[cfe-commits] RangeConstraintManager
Ted Kremenek
kremenek at apple.com
Thu Feb 12 14:29:03 PST 2009
On Feb 12, 2009, at 5:15 AM, Ben Laurie wrote:
> Once the other patches are applied, then this file should work just
> fine. Still has debugging messages in and still no switch to enable
> it. Will fix both soon.
> <
> RangeConstraintManager
> .cpp>_______________________________________________
> cfe-commits mailing list
> cfe-commits at cs.uiuc.edu
> http://lists.cs.uiuc.edu/mailman/listinfo/cfe-commits
Hi Ben,
This is looking good! One meta-level coding style comment I thought
I'd mention first concerns if/for statements. Please write:
if (condition)
instead of
if(condition)
It's a minor thing (it's an LLVM convention), but it's good for
consistency. Same thing for loops.
Other comments inline!
>
> #include <iostream>
Please don't use iostream (if you can help it). Not only does it's
performance suck, but it slows down startup time:
http://llvm.org/docs/CodingStandards.html#ll_iostream
> #include <set>
This #include is no longer needed.
> using namespace clang;
>
> namespace { class VISIBILITY_HIDDEN ConstRange {}; }
>
> static int ConstRangeIndex = 0;
>
> /* A Range represents the closed range [from, to].

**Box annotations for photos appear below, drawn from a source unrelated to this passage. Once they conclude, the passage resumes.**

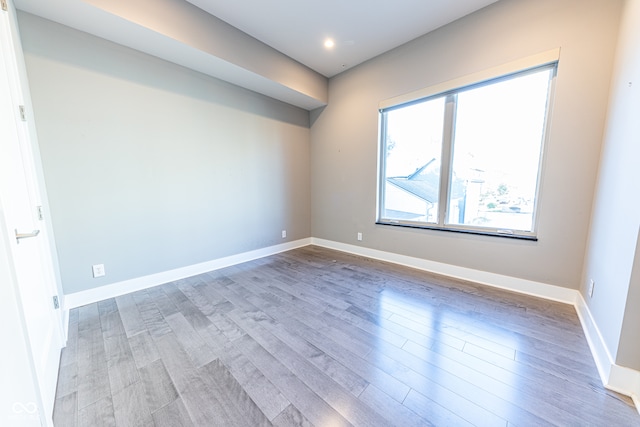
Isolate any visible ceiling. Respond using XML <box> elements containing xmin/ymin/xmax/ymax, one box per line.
<box><xmin>187</xmin><ymin>0</ymin><xmax>497</xmax><ymax>77</ymax></box>
<box><xmin>14</xmin><ymin>0</ymin><xmax>498</xmax><ymax>110</ymax></box>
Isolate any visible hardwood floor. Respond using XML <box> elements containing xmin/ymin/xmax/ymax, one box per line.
<box><xmin>54</xmin><ymin>246</ymin><xmax>640</xmax><ymax>427</ymax></box>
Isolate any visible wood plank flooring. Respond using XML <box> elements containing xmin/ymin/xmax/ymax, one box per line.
<box><xmin>54</xmin><ymin>246</ymin><xmax>640</xmax><ymax>427</ymax></box>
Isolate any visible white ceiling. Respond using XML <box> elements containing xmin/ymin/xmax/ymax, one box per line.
<box><xmin>187</xmin><ymin>0</ymin><xmax>497</xmax><ymax>77</ymax></box>
<box><xmin>13</xmin><ymin>0</ymin><xmax>498</xmax><ymax>110</ymax></box>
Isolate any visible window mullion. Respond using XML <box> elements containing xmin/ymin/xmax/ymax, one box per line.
<box><xmin>438</xmin><ymin>93</ymin><xmax>458</xmax><ymax>227</ymax></box>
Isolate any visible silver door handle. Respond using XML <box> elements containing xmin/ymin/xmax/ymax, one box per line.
<box><xmin>16</xmin><ymin>230</ymin><xmax>40</xmax><ymax>243</ymax></box>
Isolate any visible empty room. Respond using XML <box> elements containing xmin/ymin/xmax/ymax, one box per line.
<box><xmin>0</xmin><ymin>0</ymin><xmax>640</xmax><ymax>427</ymax></box>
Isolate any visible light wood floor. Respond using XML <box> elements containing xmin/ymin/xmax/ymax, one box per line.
<box><xmin>54</xmin><ymin>246</ymin><xmax>640</xmax><ymax>427</ymax></box>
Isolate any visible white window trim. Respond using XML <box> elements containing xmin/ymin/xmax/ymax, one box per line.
<box><xmin>378</xmin><ymin>48</ymin><xmax>560</xmax><ymax>110</ymax></box>
<box><xmin>376</xmin><ymin>48</ymin><xmax>560</xmax><ymax>240</ymax></box>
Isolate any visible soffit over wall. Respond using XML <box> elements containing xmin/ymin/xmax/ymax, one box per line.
<box><xmin>14</xmin><ymin>0</ymin><xmax>497</xmax><ymax>110</ymax></box>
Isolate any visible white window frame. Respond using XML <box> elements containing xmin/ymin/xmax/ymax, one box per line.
<box><xmin>376</xmin><ymin>48</ymin><xmax>560</xmax><ymax>240</ymax></box>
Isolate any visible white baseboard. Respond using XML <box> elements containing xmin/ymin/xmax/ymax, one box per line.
<box><xmin>64</xmin><ymin>238</ymin><xmax>311</xmax><ymax>310</ymax></box>
<box><xmin>575</xmin><ymin>294</ymin><xmax>640</xmax><ymax>413</ymax></box>
<box><xmin>311</xmin><ymin>237</ymin><xmax>579</xmax><ymax>305</ymax></box>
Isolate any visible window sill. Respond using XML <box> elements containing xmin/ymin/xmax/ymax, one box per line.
<box><xmin>376</xmin><ymin>221</ymin><xmax>538</xmax><ymax>242</ymax></box>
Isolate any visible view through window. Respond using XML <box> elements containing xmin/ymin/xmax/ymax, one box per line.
<box><xmin>378</xmin><ymin>64</ymin><xmax>556</xmax><ymax>237</ymax></box>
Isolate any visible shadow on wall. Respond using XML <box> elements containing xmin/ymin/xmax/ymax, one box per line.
<box><xmin>18</xmin><ymin>12</ymin><xmax>309</xmax><ymax>128</ymax></box>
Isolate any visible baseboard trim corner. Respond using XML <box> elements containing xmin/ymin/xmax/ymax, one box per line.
<box><xmin>576</xmin><ymin>293</ymin><xmax>640</xmax><ymax>413</ymax></box>
<box><xmin>64</xmin><ymin>238</ymin><xmax>311</xmax><ymax>310</ymax></box>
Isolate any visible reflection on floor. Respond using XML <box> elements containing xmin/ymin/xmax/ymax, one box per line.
<box><xmin>54</xmin><ymin>246</ymin><xmax>640</xmax><ymax>427</ymax></box>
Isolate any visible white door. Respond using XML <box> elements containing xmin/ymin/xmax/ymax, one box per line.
<box><xmin>0</xmin><ymin>4</ymin><xmax>63</xmax><ymax>425</ymax></box>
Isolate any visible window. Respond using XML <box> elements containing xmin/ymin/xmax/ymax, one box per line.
<box><xmin>378</xmin><ymin>62</ymin><xmax>557</xmax><ymax>238</ymax></box>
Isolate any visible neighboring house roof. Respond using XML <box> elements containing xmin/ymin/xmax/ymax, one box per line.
<box><xmin>387</xmin><ymin>158</ymin><xmax>464</xmax><ymax>203</ymax></box>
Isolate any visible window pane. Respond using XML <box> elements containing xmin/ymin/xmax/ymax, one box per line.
<box><xmin>447</xmin><ymin>69</ymin><xmax>552</xmax><ymax>231</ymax></box>
<box><xmin>382</xmin><ymin>98</ymin><xmax>445</xmax><ymax>223</ymax></box>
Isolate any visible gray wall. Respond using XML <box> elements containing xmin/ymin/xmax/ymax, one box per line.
<box><xmin>582</xmin><ymin>0</ymin><xmax>640</xmax><ymax>370</ymax></box>
<box><xmin>311</xmin><ymin>0</ymin><xmax>622</xmax><ymax>289</ymax></box>
<box><xmin>19</xmin><ymin>13</ymin><xmax>311</xmax><ymax>294</ymax></box>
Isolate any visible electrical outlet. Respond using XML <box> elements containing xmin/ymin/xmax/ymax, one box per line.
<box><xmin>91</xmin><ymin>264</ymin><xmax>106</xmax><ymax>279</ymax></box>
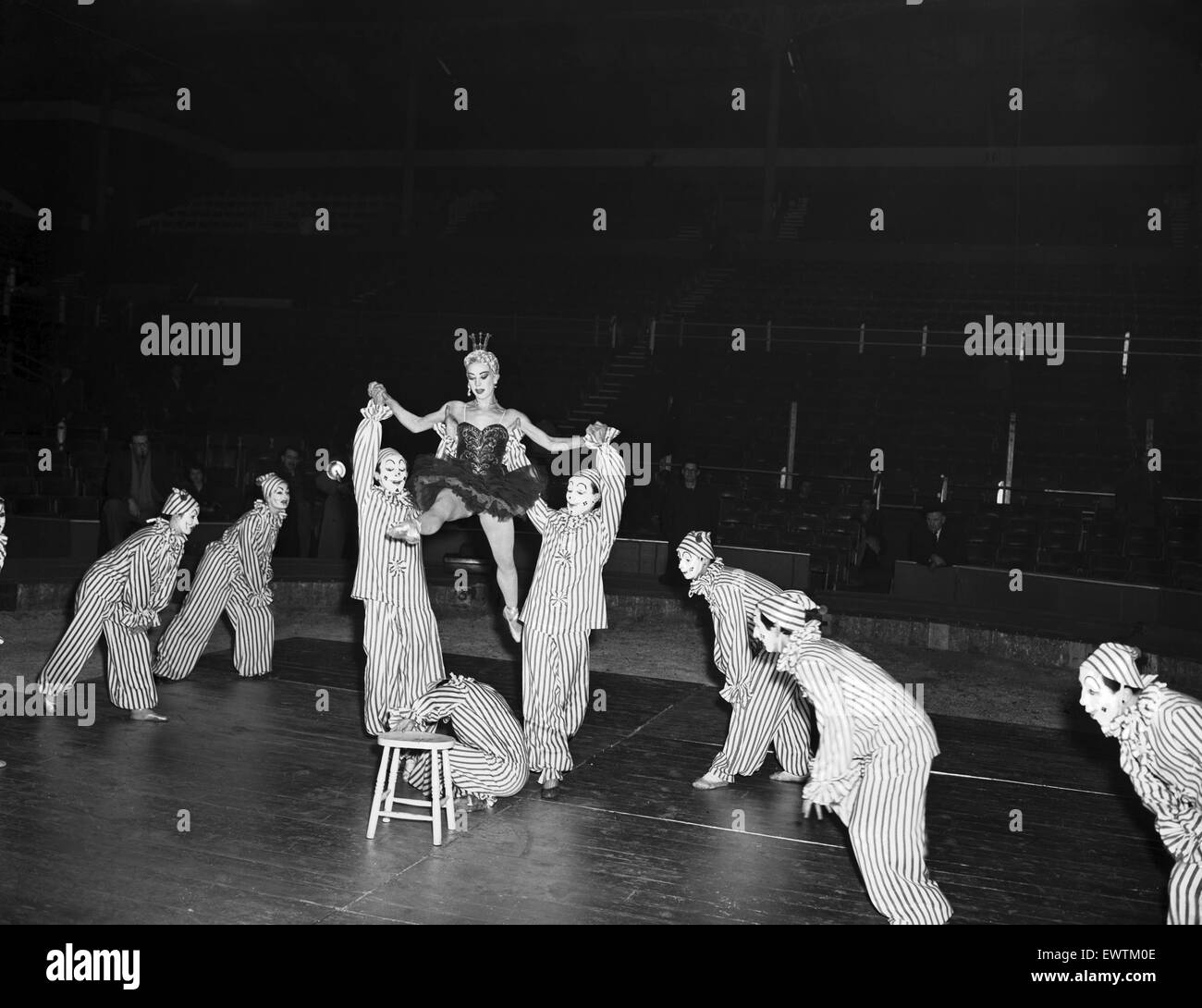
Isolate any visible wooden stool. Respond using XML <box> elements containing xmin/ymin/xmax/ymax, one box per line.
<box><xmin>368</xmin><ymin>731</ymin><xmax>454</xmax><ymax>847</ymax></box>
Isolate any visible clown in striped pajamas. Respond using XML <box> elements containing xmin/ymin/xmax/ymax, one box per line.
<box><xmin>1078</xmin><ymin>643</ymin><xmax>1202</xmax><ymax>924</ymax></box>
<box><xmin>398</xmin><ymin>675</ymin><xmax>530</xmax><ymax>811</ymax></box>
<box><xmin>677</xmin><ymin>532</ymin><xmax>810</xmax><ymax>791</ymax></box>
<box><xmin>756</xmin><ymin>591</ymin><xmax>952</xmax><ymax>924</ymax></box>
<box><xmin>351</xmin><ymin>387</ymin><xmax>446</xmax><ymax>735</ymax></box>
<box><xmin>39</xmin><ymin>489</ymin><xmax>201</xmax><ymax>720</ymax></box>
<box><xmin>153</xmin><ymin>473</ymin><xmax>289</xmax><ymax>680</ymax></box>
<box><xmin>513</xmin><ymin>424</ymin><xmax>626</xmax><ymax>799</ymax></box>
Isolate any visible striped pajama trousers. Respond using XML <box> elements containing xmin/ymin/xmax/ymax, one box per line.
<box><xmin>153</xmin><ymin>544</ymin><xmax>276</xmax><ymax>680</ymax></box>
<box><xmin>37</xmin><ymin>584</ymin><xmax>159</xmax><ymax>711</ymax></box>
<box><xmin>405</xmin><ymin>743</ymin><xmax>529</xmax><ymax>797</ymax></box>
<box><xmin>834</xmin><ymin>749</ymin><xmax>952</xmax><ymax>924</ymax></box>
<box><xmin>1167</xmin><ymin>861</ymin><xmax>1202</xmax><ymax>924</ymax></box>
<box><xmin>709</xmin><ymin>653</ymin><xmax>810</xmax><ymax>781</ymax></box>
<box><xmin>363</xmin><ymin>599</ymin><xmax>446</xmax><ymax>735</ymax></box>
<box><xmin>521</xmin><ymin>624</ymin><xmax>589</xmax><ymax>784</ymax></box>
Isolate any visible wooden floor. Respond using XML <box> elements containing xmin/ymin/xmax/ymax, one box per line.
<box><xmin>0</xmin><ymin>640</ymin><xmax>1171</xmax><ymax>924</ymax></box>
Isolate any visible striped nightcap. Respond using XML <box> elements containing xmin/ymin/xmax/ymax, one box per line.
<box><xmin>572</xmin><ymin>468</ymin><xmax>601</xmax><ymax>493</ymax></box>
<box><xmin>255</xmin><ymin>473</ymin><xmax>288</xmax><ymax>500</ymax></box>
<box><xmin>760</xmin><ymin>589</ymin><xmax>818</xmax><ymax>631</ymax></box>
<box><xmin>677</xmin><ymin>532</ymin><xmax>714</xmax><ymax>560</ymax></box>
<box><xmin>1081</xmin><ymin>641</ymin><xmax>1157</xmax><ymax>689</ymax></box>
<box><xmin>163</xmin><ymin>486</ymin><xmax>200</xmax><ymax>515</ymax></box>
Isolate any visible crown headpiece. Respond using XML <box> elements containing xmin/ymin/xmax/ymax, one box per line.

> * The caller must guarantee that from <= to.
> */
Please use C++ style comments (preferably doxygen style comments)
instead of C-style comments.
> class Range : public std::pair<llvm::APSInt, llvm::APSInt> {
> public:
> Range(const llvm::APSInt &from, const llvm::APSInt &to)
> : std::pair<llvm::APSInt, llvm::APSInt>(from, to) {
> assert(from <= to);
> }
> bool Includes(const llvm::APSInt &v) const {
> return first <= v && v <= second;
> }
> const llvm::APSInt &From() const {
> return first;
> }
> const llvm::APSInt &To() const {
> return second;
> }
> const llvm::APSInt *HasConcreteValue() const {
> return From() == To() ? &From() : NULL;
> }
>
> void Profile(llvm::FoldingSetNodeID &ID) const {
> From().Profile(ID);
> To().Profile(ID);
> }
> };
Looks good. I would also add a comment to 'Range' indicating that it
is immutable (just to make it super clear). Its great that all the
methods are const. You can also probably do private inheritance from
std::pair<> so that 'first' and 'second' are not publicly accessible.
>
> struct RangeCmp {
> bool operator()(const Range &r1, const Range &r2) {
> if(r1.From() < r2.From()) {
> assert(!r1.Includes(r2.From()));
> assert(!r2.Includes(r1.To()));
> return true;
> } else if(r1.From() > r2.From()) {
> assert(!r1.Includes(r2.To()));
> assert(!r2.Includes(r1.From()));
> return false;
> } else
> assert(!"Ranges should never be equal in the same set");
> }
> };
Nothing uses this anymore.
> typedef llvm::ImmutableSet<Range> PrimRangeSet;
Looks good. Note that ImmutableSet uses the trait class
'ImutContainerInfo' to compare items in the set. The default
implementation of ImutContainerInfo uses std::less to compare items.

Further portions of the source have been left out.